The Demise of the Birkenstocks

 I've got a relationship with a podiatrist. 

Looking at this sentence, I automatically feel old, but where else are you supposed to go when you have some lingering foot pain? Besides, having a relationship with a podiatrist before you turn seventy is never a bad thing. She was the one, when I was having some foot pain a few years ago, to get me away from wearing thongs and wearing the bloody Birkenstocks. I am a Jesus sandal convert,. I don't care that they are very unsexy. They are comfortable. 

So, I turned up to the podiatrist today, the second appointment in two weeks. She said last time if the foot pain wasn't going away to come back. 

I was wearing my old Birks.
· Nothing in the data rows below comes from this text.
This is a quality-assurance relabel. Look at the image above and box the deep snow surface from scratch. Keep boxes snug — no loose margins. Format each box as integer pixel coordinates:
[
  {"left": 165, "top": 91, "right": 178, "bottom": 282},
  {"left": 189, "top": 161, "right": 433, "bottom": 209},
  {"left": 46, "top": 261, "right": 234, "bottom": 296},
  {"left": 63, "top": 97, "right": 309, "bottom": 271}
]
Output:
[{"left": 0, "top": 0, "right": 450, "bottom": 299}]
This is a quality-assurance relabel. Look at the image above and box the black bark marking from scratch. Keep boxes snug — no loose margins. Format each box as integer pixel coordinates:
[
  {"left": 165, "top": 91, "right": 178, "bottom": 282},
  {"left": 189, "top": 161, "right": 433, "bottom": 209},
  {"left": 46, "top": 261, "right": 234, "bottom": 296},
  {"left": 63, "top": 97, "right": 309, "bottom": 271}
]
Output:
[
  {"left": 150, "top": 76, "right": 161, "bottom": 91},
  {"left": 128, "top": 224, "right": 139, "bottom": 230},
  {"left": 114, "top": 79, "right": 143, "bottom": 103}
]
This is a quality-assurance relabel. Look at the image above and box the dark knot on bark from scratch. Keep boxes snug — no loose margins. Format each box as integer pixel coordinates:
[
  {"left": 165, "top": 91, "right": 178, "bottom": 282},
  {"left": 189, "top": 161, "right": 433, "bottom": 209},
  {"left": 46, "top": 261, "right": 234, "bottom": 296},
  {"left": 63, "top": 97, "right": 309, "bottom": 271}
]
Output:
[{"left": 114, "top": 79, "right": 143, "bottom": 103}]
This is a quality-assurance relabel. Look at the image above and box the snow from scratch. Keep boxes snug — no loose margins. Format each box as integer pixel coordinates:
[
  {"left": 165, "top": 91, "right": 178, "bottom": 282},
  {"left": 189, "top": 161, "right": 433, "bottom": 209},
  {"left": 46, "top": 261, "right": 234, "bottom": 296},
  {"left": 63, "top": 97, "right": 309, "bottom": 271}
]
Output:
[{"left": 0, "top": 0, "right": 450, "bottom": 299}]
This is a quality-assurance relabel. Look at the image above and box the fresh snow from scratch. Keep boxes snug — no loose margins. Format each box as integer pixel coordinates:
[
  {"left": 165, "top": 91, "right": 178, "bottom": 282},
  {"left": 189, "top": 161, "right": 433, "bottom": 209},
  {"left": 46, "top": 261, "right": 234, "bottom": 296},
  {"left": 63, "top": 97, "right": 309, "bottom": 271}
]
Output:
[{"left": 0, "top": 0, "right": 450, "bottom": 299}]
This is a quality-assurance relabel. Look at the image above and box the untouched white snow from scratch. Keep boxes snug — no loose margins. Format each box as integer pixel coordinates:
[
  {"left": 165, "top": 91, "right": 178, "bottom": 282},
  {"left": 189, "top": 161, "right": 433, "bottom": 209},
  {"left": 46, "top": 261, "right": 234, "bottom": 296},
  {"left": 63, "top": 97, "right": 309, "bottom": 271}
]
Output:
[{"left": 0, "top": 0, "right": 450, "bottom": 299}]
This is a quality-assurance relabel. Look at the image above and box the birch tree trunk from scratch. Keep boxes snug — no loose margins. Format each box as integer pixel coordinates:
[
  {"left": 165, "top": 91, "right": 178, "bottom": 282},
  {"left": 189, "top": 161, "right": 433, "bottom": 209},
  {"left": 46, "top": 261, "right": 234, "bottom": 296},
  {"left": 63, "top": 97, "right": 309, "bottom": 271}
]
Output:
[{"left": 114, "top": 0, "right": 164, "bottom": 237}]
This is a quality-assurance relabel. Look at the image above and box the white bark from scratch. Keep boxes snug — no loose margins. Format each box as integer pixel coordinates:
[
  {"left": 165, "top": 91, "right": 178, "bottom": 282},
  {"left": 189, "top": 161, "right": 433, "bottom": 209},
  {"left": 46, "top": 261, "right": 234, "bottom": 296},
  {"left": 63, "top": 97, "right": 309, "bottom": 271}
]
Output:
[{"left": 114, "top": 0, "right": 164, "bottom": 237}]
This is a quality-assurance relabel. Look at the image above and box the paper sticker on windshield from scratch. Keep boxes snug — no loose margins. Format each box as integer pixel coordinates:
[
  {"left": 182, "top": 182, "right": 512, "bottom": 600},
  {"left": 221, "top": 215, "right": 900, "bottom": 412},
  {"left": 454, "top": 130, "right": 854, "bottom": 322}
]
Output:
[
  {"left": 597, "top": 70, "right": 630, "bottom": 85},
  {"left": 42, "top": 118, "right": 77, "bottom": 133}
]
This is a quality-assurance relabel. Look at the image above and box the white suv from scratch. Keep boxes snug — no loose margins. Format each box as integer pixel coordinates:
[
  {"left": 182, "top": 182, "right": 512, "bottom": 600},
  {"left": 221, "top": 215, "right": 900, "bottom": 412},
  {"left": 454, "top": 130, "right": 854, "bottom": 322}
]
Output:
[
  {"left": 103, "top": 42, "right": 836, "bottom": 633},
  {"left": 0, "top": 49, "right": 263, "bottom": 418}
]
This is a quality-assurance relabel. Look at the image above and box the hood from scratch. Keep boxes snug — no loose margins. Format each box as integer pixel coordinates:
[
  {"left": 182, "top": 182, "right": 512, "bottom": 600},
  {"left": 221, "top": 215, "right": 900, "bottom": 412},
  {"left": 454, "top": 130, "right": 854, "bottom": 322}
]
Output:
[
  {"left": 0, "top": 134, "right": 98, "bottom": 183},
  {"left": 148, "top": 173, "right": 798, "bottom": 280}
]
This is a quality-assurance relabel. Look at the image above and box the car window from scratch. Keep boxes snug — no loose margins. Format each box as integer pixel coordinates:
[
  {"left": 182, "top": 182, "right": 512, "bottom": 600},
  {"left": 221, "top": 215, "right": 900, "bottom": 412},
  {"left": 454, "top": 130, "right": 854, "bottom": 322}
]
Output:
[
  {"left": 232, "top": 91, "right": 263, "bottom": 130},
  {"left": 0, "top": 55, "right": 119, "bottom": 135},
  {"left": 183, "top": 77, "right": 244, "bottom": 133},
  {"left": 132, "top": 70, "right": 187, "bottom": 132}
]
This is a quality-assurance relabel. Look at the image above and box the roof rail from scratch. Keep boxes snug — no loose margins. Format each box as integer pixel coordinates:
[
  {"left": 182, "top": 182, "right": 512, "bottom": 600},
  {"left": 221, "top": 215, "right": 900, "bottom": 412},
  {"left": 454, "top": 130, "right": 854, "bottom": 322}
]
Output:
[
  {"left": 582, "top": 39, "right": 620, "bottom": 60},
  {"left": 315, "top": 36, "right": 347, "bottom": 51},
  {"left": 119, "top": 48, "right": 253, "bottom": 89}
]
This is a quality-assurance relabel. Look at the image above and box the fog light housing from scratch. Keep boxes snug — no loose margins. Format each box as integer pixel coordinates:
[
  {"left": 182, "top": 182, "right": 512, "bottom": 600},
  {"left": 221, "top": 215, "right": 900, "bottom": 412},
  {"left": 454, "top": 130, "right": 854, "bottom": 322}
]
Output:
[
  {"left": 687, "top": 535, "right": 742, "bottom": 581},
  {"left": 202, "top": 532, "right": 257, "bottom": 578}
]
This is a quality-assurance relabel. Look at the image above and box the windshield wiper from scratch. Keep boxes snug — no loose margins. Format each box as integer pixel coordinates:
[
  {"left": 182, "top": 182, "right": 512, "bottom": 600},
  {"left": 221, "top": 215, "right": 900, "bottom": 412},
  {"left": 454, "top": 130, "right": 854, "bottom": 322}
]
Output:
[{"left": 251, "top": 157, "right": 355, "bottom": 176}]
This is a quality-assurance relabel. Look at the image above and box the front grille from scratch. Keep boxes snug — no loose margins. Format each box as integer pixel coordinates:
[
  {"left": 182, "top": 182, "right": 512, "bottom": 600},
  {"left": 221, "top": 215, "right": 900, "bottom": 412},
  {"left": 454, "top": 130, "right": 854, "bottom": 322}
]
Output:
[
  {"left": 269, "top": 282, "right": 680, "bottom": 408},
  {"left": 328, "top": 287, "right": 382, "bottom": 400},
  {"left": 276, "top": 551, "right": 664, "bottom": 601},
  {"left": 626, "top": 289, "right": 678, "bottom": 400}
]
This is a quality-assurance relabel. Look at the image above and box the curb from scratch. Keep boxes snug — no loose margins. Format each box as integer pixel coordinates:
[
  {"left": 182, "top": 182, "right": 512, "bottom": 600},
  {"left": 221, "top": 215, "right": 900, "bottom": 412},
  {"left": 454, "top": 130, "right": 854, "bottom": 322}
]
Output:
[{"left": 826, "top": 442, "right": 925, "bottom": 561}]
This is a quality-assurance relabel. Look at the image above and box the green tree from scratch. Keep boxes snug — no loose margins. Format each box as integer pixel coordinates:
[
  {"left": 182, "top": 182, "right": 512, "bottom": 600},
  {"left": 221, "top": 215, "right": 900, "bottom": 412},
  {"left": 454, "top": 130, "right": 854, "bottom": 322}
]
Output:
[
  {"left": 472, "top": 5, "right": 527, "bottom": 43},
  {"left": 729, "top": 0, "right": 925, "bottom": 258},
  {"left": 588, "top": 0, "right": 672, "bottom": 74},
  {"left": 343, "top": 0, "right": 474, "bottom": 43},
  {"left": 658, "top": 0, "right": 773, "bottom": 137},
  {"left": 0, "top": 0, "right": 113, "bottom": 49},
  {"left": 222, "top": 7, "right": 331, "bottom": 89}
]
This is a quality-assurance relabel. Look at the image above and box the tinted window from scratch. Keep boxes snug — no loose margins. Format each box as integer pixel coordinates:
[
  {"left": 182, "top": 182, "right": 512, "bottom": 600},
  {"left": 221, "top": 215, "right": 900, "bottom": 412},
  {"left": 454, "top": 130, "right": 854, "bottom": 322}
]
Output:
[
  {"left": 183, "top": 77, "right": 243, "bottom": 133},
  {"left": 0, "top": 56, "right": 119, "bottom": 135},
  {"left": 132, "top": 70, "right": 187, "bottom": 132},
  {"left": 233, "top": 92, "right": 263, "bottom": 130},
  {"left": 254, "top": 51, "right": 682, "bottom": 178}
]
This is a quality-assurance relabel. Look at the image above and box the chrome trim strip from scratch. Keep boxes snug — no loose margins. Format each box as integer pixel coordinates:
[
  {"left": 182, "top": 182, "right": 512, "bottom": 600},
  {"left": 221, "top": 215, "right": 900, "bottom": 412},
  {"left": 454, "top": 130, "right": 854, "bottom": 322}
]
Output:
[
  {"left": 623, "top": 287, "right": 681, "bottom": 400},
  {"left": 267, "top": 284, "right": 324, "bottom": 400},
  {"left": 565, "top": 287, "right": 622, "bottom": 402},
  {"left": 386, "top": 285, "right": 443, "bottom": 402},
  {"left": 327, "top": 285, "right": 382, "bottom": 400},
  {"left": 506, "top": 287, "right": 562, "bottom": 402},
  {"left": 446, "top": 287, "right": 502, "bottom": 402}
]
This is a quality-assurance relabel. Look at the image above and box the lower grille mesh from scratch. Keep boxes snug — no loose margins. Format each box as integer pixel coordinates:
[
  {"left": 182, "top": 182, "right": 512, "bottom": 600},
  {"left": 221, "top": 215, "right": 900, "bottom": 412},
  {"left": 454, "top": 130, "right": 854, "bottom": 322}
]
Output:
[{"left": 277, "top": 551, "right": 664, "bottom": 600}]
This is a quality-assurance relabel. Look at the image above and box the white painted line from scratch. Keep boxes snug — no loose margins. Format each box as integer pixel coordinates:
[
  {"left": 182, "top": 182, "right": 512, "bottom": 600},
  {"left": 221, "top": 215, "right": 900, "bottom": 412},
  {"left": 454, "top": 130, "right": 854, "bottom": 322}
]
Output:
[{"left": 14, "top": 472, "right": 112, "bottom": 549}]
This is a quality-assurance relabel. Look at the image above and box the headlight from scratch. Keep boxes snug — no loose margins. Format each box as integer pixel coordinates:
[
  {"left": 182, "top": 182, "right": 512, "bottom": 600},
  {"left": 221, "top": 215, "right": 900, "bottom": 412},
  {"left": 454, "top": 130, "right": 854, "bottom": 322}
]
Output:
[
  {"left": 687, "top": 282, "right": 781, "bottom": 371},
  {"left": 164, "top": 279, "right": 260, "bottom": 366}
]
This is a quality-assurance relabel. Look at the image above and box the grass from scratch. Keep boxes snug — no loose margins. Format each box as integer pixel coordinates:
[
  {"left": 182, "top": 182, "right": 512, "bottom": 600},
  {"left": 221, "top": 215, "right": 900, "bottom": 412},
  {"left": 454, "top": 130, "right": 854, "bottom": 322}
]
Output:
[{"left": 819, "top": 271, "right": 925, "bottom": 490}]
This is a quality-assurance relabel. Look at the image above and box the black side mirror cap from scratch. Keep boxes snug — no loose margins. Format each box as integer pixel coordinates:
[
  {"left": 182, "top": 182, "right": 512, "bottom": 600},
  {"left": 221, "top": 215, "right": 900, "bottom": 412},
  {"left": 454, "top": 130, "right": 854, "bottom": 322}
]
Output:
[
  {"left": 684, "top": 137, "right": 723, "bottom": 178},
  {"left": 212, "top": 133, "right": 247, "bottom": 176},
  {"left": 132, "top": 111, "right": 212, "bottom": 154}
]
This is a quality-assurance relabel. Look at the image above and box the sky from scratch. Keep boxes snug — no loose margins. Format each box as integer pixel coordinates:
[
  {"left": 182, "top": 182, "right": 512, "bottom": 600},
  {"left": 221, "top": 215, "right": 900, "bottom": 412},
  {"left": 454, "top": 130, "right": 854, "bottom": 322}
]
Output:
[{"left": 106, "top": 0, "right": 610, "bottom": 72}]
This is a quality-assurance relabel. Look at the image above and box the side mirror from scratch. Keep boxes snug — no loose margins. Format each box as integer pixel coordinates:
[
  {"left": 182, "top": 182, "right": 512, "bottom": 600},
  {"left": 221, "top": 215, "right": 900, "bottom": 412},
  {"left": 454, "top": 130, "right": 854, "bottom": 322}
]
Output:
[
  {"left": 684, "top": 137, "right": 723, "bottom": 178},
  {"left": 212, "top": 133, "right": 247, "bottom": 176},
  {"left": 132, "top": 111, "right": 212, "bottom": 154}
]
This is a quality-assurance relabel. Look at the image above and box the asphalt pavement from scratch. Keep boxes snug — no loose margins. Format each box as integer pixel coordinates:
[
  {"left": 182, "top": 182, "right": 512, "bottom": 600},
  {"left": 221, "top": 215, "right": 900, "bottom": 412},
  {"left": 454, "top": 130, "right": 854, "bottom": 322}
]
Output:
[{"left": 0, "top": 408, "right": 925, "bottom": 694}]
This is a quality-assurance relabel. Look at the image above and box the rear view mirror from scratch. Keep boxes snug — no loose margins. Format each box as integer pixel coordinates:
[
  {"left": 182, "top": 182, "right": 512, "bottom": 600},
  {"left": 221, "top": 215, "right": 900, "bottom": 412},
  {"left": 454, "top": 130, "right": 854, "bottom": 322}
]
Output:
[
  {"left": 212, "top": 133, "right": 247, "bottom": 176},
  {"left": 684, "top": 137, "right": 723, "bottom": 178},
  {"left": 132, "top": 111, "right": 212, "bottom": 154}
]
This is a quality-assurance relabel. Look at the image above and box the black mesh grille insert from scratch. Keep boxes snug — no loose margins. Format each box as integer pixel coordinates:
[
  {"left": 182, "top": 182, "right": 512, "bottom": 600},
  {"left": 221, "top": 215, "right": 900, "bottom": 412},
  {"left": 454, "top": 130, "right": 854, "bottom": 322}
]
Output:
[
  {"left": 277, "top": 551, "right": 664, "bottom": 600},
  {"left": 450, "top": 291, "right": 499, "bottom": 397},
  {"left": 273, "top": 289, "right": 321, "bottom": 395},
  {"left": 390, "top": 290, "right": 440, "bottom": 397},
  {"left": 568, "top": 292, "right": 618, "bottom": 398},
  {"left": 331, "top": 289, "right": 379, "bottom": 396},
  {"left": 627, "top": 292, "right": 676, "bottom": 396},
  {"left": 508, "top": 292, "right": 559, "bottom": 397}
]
The ones that I keep for roaming down to the mailbox, or running down to the coffee shop, or taking out the rubbish. 

They're comfortable. 

My podiatrist is very down to earth. When you deal with people's feet, it's a bit of a necessity. She'd messaged me when before I came in, asking me to bring some shoes I'd be taking with me on holiday. I complied. 

Walking into her office, she looked down at my feet. 

"Those things are dead," she stated. 

"They're nearly dead. I'm breaking in another pair."

"Sorry, they have to go. They are awful."

"But they are comfortable."

"And they are causing some of your foot pain..."

So, after a bit more of a conversation, mainly about how I was walking, and how this was putting pressure on my third and fourth metatarsal, and with a small lift in my heel to balance the load and a referral for a scan, I seemed to be walking a lot better, free from foot pain. 

"And what are you going to do with those Birkenstocks?" she asked. 

"Umm, keep them for walking to the letterbox?"

"Nope."

"Ritual burning? Sacrificial dumping in a rubbish bin? Bury them in the compost heap? Leave them on the roof for the vultures to pick at as the Zoroastrians like to do?"

"Atta girl! And when you get back from Europe, come back and we can talk about getting you some orthotics."

"Hmph. "

So, it is with a heavy heart that I've deposited my very dead black Birkenstocks in the bin. They can't be recycled. Unfortunately, they have to go to Birkenstock heaven - also known as landfill.

I will miss them. Sniff. 

And may the replacement silver pair I have in my Darwin back be broken in very soon.